Das Bundesministerium für Umwelt, Naturschutz und Reaktorsicherheit hat mit Schreiben vom 24. August 2006 zu der o. g. Entschließung des Bundesrates wie folgt Stellung genommen:
Der Beschluss des Bundesrates enthält auch eine Entschließung des Bundesrates, mit der die Bundesregierung gebeten wird, dem Bundesrat zu nachstehenden Punkten zu berichten:
1. Überprüfung von Grenzwerten
Im Hinblick auf die Nichteinhaltbarkeit der Grenzwerte bittet der Bundesrat die Bundesregierung, sich bei der Europäischen Kommission dafür einzusetzen, dass im "Rahmen der nach Artikel 10 der Richtlinie 99/30/EG vorgesehenen Revision der Richtlinie neben der ohnehin geplanten Revision der PM10-Richtgrenzwerte für 2010 (2. Stufe) die Grenzwerte der 1. Stufe (2005) sowie die Grenzwerte für Stickstoffdioxid (NO₂) für 2010 einer Prüfung unterzogen werden.
2. Verlängerung von Einhaltefristen
Der Bundesrat bittet darüber hinaus die Bundesregierung, sich angesichts der Schwierigkeiten bei der fristgemäßen Einhaltung der Grenzwerte für eine Verlängerung der Einhaltungsfristen bei der Europäischen Kommission einzusetzen, Die Kommission könnte dem Sachverhalt Rechnung tragen, indem sie ihrem nach Artikel 10 avisierten Erfahrungsbericht 2004 zur Anwendung der Richtlinie einen entsprechenden Vorschlag zur möglichen Verlängerung der Einhaltungsfristen beifügt.
3. Schaffung steuerlicher und wirtschaftlicher Anreize
Der Bundesrat stellt außerdem fest, dass eine deutliche Absenkung der Partikelemissionen ohne eine möglichst zeitnahe Einführung von Partikelfiltern oder eine im Ergebnis gleichwertige Technik sowie eine deutliche Absenkung von N02-Emissionen ohne NOx-Katalysatoren oder eine im Ergebnis gleichwertige Technik für alle Dieselfahrzeuge nicht erreichbar ist. Der Bundesrat fordert die Bundesregierung daher auf, zur Unterstützung und Einführung geeigneter Minderungstechnologien steuerliche oder wirtschaftliche Anreize möglichst rasch zu schaffen. Diese Anreize, beispielsweise durch aufkommensneutrale Kraftfahrzeugsteuerbefreiungen für Fahrzeuge mit Partikelfilter oder gleichwertige Techniken, sollten für Pkw, Lkw und Busse gelten und sowohl Neufahrzeuge als auch Nachrüstungen umfassen. Dabei muss sichergestellt sein, dass den Ländern keine Einnahmeausfälle entstehen.

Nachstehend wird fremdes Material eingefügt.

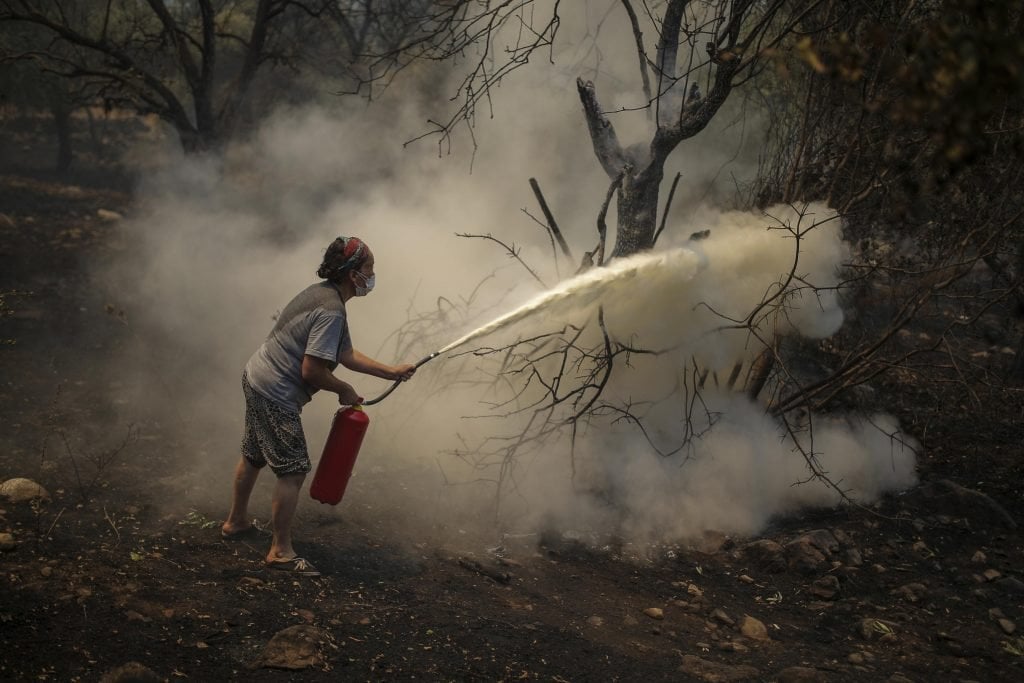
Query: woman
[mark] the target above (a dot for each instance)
(297, 359)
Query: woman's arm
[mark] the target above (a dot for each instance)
(316, 373)
(360, 363)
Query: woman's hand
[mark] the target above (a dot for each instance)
(402, 373)
(348, 396)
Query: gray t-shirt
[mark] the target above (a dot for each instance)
(313, 323)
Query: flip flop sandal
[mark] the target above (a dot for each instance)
(295, 565)
(249, 534)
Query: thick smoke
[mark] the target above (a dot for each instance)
(219, 245)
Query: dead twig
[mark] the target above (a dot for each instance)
(552, 225)
(495, 574)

Hierzu wird wie folgt Stellung genommen:
1. Überprüfung von Grenzwerten
Trotz mehrfacher Aufforderung durch die Bundesregierung und andere Mitgliedstaaten, hat die EU-Kommission die nach Artikel 10 der Richtlinie 1999/30/EG vorgesehene Revision nicht vorgenommen.

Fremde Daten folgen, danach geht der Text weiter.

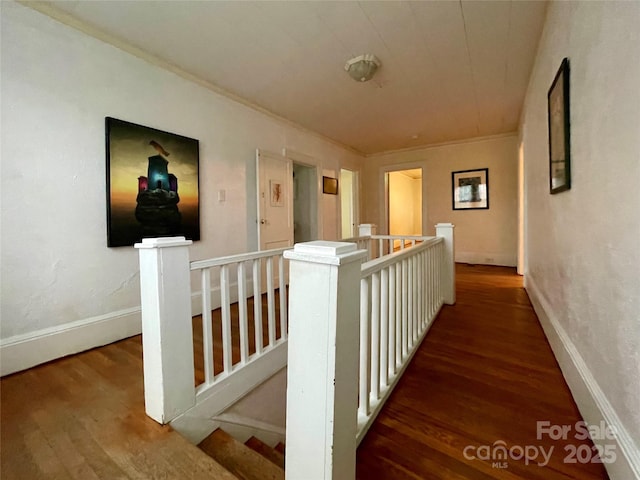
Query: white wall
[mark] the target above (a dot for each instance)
(405, 204)
(58, 276)
(482, 236)
(583, 259)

Anstelle einer Revision hat die EU-Kommission am 21.09.2005, zeitgleich mit der "Thematischen Strategie zur Luftreinhaltung", einen Vorschlag für eine neue "Richtlinie des Europäischen Parlamentes und des Rates zur Luftreinhaltung und für saubere Luft in Europa" vorgelegt, die auch die zu überprüfende Richtlinie 1999/30/EG ablösen soll. Der Vorschlag führt alle bisherigen Luftqualitätsrichtlinien zusammen, mit Ausnahme der erst vor zwei Jahren erlassenen Richtlinie 2004/107/EG.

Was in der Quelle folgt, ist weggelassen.